Retirement Income: Why It’s Best To Delay Social Security

Retirement income planning can be difficult, with worries about where money will be coming from. Now, John Shoven, an economics professor at Stanford University, and Sita Nataraj Slavov, a researcher at the American Enterprise Institute have put together a paper to say why it is better to delay social security.

The Wall Street Journal reports that the two stated in their paper that:

“As Social Security benefits are paid as a life annuity, delayed claiming reduces the expected length of time over which benefits are claimed. Thus, the benefit calculation rules call for an actuarial adjustment so that individuals who claim later receive larger monthly payments.”

According to Seeking Alpha contributor Aaron Katsman, writes that last Friday’s jobs report caused both Goldman Sachs and Bank of America to say that they believe interest rates will stay low until the middle of 2015, which is a huge turnaround from an announcement at the beginning of 2012 that a recovering U.S. economy would let the Federal Reserve start raising interest rates from their current near zero percent level.

Katsman further writes that, according to Bloomberrg:

“The Fed, which has pledged to hold the rate low through at least late 2014, will amend its so-called forward guidance before deciding on a new round of bond purchases, according to the companies. The ‘late 2014’ formulation has now ‘aged’ by six months since it was first adopted, but the economy still looks no better.”


Market Watch notes that Lita Epstein, author of the “Complete Idiot’s Guide to Social Security and Medicare,” states that for each year you delay social security after you reach retirement age (which is usually around 66 for baby boomers), you will get an 8% increase in benefits. Epstein comments, “That’s a 32% increase in benefits if a baby boomer waits until 70.”

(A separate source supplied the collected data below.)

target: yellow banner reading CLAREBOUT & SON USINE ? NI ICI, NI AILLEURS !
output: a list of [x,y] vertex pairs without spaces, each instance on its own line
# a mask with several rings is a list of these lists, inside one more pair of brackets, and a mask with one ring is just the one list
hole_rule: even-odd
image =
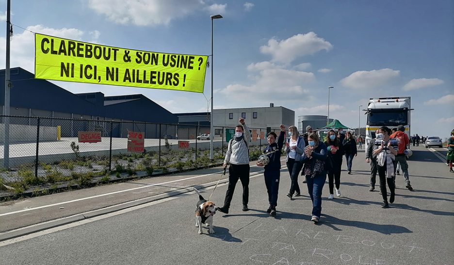
[[203,93],[207,60],[35,34],[36,79]]

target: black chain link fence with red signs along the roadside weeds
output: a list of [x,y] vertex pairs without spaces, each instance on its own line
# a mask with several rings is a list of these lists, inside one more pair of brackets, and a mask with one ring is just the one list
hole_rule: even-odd
[[[5,123],[9,155],[4,161]],[[234,128],[29,116],[0,116],[0,189],[22,193],[32,186],[84,186],[133,175],[219,165]],[[270,129],[250,128],[251,160]],[[278,133],[279,130],[274,130]],[[7,165],[5,165],[5,162]],[[96,179],[96,180],[94,180]]]

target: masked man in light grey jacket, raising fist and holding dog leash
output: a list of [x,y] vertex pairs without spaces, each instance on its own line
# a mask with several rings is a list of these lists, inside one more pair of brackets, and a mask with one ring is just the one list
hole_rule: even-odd
[[224,168],[228,166],[228,187],[224,206],[218,210],[228,214],[230,202],[232,201],[235,186],[240,179],[243,185],[243,212],[249,211],[247,203],[249,201],[249,142],[251,132],[247,128],[243,118],[240,118],[240,124],[235,127],[235,136],[228,142],[226,158],[224,159]]

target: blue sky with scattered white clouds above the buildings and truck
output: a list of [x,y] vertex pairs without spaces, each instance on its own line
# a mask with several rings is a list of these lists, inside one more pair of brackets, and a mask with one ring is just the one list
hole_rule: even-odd
[[[2,21],[5,10],[0,0]],[[454,128],[452,0],[21,0],[12,1],[11,22],[109,46],[209,55],[214,14],[224,17],[214,21],[214,108],[273,102],[295,120],[327,115],[332,85],[330,117],[347,126],[358,126],[358,105],[371,97],[411,96],[412,133],[444,138]],[[33,72],[33,34],[19,27],[11,66]],[[0,41],[4,68],[4,30]],[[211,69],[203,95],[54,83],[73,93],[140,93],[171,112],[195,112],[207,110]]]

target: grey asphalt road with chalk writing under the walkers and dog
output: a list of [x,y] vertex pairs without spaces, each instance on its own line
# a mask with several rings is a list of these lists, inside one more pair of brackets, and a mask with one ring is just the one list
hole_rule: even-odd
[[[291,201],[285,196],[290,180],[282,169],[276,217],[265,212],[263,176],[257,175],[250,182],[251,210],[241,211],[238,184],[230,214],[214,216],[215,234],[206,228],[197,234],[198,198],[191,192],[16,243],[0,242],[0,264],[454,264],[454,174],[446,164],[430,150],[414,148],[408,162],[414,191],[397,176],[396,200],[382,209],[378,191],[369,192],[364,153],[353,163],[352,175],[342,172],[340,198],[326,199],[324,186],[317,225],[310,222],[311,202],[301,181],[303,197]],[[226,189],[221,185],[214,191],[216,205],[222,206]],[[202,194],[208,198],[211,191]]]

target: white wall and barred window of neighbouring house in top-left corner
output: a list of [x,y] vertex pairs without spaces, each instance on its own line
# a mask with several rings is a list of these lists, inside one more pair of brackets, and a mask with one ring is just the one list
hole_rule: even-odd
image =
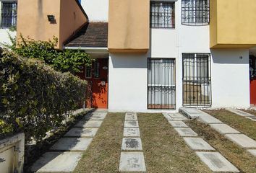
[[15,31],[16,25],[17,25],[17,1],[0,0],[0,44],[1,43],[11,44],[9,35],[11,37],[16,36],[16,31]]

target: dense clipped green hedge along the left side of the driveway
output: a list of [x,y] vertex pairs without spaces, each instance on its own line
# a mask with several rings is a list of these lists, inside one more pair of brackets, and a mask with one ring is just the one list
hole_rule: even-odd
[[85,99],[86,82],[42,61],[0,55],[0,135],[25,132],[40,141]]

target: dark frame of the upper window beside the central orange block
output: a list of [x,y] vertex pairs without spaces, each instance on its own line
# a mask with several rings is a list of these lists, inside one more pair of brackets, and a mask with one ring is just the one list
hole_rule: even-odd
[[[170,24],[162,24],[162,25],[171,25],[171,27],[166,27],[166,26],[153,26],[153,22],[152,22],[152,4],[171,4],[172,5],[172,13],[170,14],[171,16],[171,23]],[[150,28],[165,28],[165,29],[175,29],[175,1],[150,1]],[[155,25],[160,25],[157,23],[154,23]]]

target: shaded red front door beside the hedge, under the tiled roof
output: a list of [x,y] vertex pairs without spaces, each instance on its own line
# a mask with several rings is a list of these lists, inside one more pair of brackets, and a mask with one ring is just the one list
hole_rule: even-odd
[[81,74],[88,81],[86,107],[108,108],[108,59],[98,58],[92,66],[86,67]]

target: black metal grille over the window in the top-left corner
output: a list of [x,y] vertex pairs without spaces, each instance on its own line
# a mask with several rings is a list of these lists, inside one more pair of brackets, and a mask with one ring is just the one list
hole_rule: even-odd
[[2,2],[1,4],[1,28],[16,27],[17,2]]

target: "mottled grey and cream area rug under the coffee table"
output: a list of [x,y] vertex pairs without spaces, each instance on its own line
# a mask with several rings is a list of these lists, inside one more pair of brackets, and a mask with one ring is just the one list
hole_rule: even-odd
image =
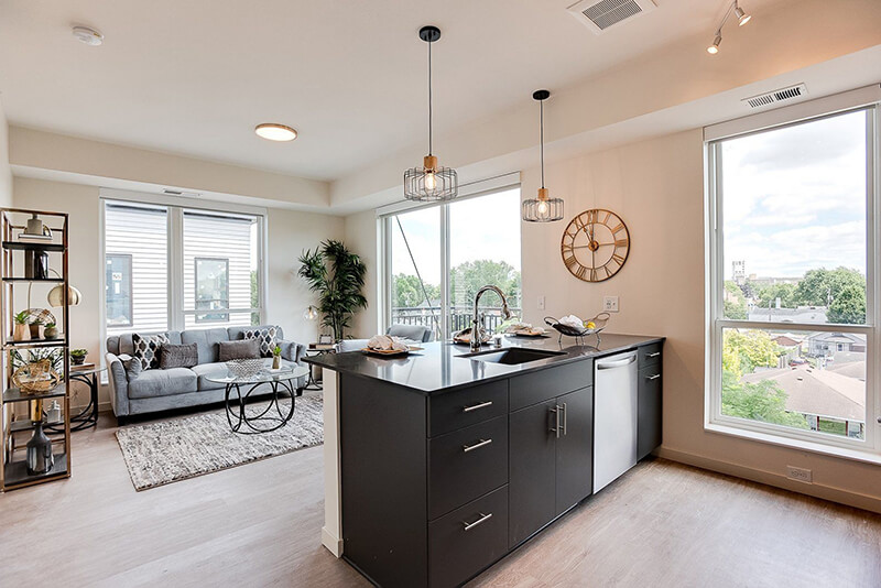
[[117,431],[117,440],[141,491],[320,445],[322,416],[320,396],[301,396],[291,421],[270,433],[232,433],[219,412],[128,426]]

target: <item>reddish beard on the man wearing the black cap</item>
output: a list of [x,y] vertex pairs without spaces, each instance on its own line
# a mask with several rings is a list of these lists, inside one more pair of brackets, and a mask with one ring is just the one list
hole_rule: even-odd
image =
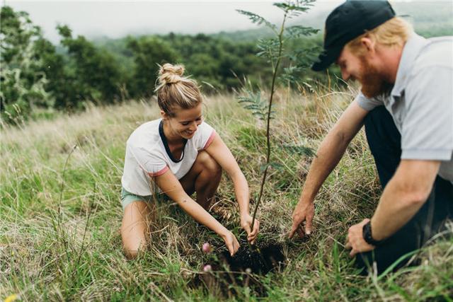
[[359,57],[362,63],[362,84],[361,91],[367,98],[374,98],[378,95],[388,95],[391,91],[391,83],[385,81],[376,67],[368,63],[365,57]]

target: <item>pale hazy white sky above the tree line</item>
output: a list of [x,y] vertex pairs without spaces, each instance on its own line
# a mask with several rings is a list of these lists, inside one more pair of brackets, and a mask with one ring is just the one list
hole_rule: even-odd
[[[124,37],[256,28],[236,9],[258,13],[270,21],[282,17],[280,9],[273,6],[275,1],[0,1],[16,11],[28,12],[33,23],[40,25],[52,42],[59,41],[57,23],[69,25],[74,35]],[[341,2],[316,1],[310,14],[326,15]]]

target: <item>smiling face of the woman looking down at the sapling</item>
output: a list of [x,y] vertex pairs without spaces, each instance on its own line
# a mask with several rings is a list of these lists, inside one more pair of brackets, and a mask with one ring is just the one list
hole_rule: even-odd
[[202,103],[190,109],[177,107],[173,109],[173,114],[174,117],[168,117],[165,113],[163,115],[172,137],[178,136],[183,139],[191,139],[195,135],[198,126],[203,122]]

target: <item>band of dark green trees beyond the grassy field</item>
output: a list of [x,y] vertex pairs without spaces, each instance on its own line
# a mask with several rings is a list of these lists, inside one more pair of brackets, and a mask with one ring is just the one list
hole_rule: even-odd
[[[87,102],[149,98],[158,64],[166,62],[185,64],[205,93],[231,91],[243,85],[245,78],[261,86],[271,80],[270,66],[256,56],[263,51],[256,41],[175,33],[90,41],[75,37],[69,26],[58,25],[60,45],[56,46],[24,11],[3,6],[0,22],[0,105],[1,118],[7,123],[26,120],[37,108],[71,112],[83,109]],[[302,38],[288,47],[312,50],[321,44],[321,37]],[[285,58],[283,66],[300,66],[298,60],[308,62],[313,58],[307,53],[318,52],[303,53],[304,57]],[[306,81],[316,75],[306,71],[298,76]]]

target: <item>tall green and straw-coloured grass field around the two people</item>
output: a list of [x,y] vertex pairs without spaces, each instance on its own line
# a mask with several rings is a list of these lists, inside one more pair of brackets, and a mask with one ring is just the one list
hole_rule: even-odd
[[[362,132],[326,180],[316,199],[316,231],[308,240],[287,240],[291,214],[311,158],[282,148],[316,149],[354,95],[277,93],[272,125],[273,158],[262,207],[258,245],[282,245],[282,272],[244,276],[253,286],[211,286],[193,280],[212,262],[201,246],[224,250],[222,240],[190,219],[172,202],[159,202],[151,226],[151,247],[137,260],[122,253],[120,178],[125,141],[158,117],[153,102],[90,108],[79,115],[1,129],[0,299],[23,301],[452,301],[453,240],[440,238],[422,250],[422,265],[382,276],[357,276],[345,234],[370,217],[380,194],[374,161]],[[226,141],[256,194],[265,161],[264,125],[233,95],[207,98],[205,117]],[[222,178],[212,209],[222,223],[241,233],[231,182]],[[214,273],[215,274],[215,273]],[[222,285],[222,284],[221,284]]]

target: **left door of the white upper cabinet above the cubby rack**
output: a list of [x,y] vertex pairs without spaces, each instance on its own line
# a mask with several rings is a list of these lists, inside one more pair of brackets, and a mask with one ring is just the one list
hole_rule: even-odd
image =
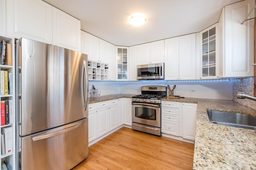
[[88,55],[88,60],[98,61],[99,38],[81,31],[81,52]]

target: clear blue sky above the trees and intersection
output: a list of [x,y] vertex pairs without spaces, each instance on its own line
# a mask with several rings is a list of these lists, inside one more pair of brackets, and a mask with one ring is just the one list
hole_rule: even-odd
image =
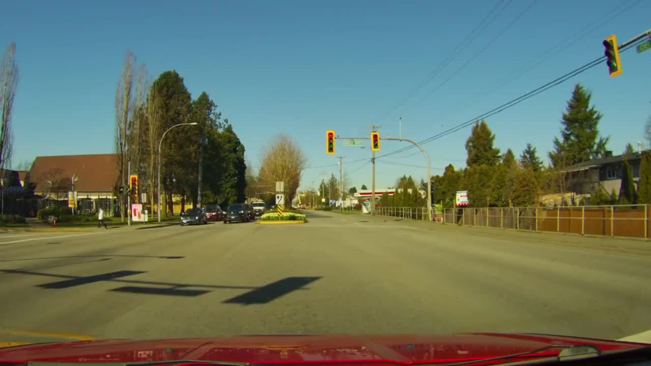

And Shoven and Slavov agree, noting that a couple could actually add more than $250,000 to their overall Social Security benefit and retirement income just by using an informed claiming strategy. They write:

“Delaying Social Security is equivalent to purchasing an annuity. An individual who delays forgoes benefits during the delay period in exchange for an increase in benefit payments for life.”

Would you consider delaying social security benefits, knowing that they could add so much to your retirement income if you simply wait until 70 to begin claiming?